En plus des fibres de collagène longitudinales, et contrairement à l’endonèvre, il existe une riche matrice extra-cellulaire composée de fibres de collagène circulaire et oblique qui protège les nerfs contre l’ensemble des mouvements subis : torsion, flexion et allongement. (Lundborg & Rydevick, 1973)

 

Épineurium

            L’épinèvre est un tissu conjonctif lâche, est subdivisé en deux couches, interne et externe. L’épinèvre interne constitue le tissu collagène de base qui sépare physiquement les fascicules. Il assure deux fonctions de base : la couche externe prodigue une protection du tronc nerveux contre les forces de compression et, plus important encore, de faciliter le glissement entre les fascicules. Au fur et à mesure que les nerfs s’étirent, les fascicules glissent au sein de la matrice de collagène. En tant que structure anisotrope, le volume (en coupe transversale) de l’épinèvre interne, est directement corrélé au diamètre du nerf. (Salvador-Sanz et al., 2005) Cet épinèvre est particulièrement présente au sein des segments nerveux qui sont confrontés à des forces de compression-glissement en regard de tunnels nerveux (tunnel cubital ; canal carpien) (Lundborg & Rydevick, 1973). L’épinèvre externe entoure le tronc nerveux et offre une protection contre les forces de compression et de traction.
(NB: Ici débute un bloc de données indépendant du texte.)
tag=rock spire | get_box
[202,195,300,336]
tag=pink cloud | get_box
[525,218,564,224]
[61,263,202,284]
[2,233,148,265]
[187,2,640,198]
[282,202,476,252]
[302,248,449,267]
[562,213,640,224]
Les nerfs spinaux à leur portion toute initiale sont dépourvus d’épinèvre et de périnèvre, donc plus sensibles aux traumatismes par compression aigue ou chronique par rapport aux branches terminales. (Tassler et al., 1994)

 

Mésoneurium

            Le mésonèvre est le tissu le plus externe entourant les troncs nerveux périphériques. C’est un tissu lâche et aréolaire qui véhicule de nombreuses artères et veines qui alimentent le tissu nerveux : les vasa nervorum. La fonction du mésonèvre n’est pas entièrement comprise ; cependant, la surface glissante du mésonèvre limite les forces de frottement avec les mouvements longitudinal et latéral du tronc nerveux contre les structures avoisinantes. (Driscoll et al., 2002 ; Lundborg & Rydevick, 1973 ; Salvador-Sanz et al., 2005 ; Sarikcioglu et al., 2008)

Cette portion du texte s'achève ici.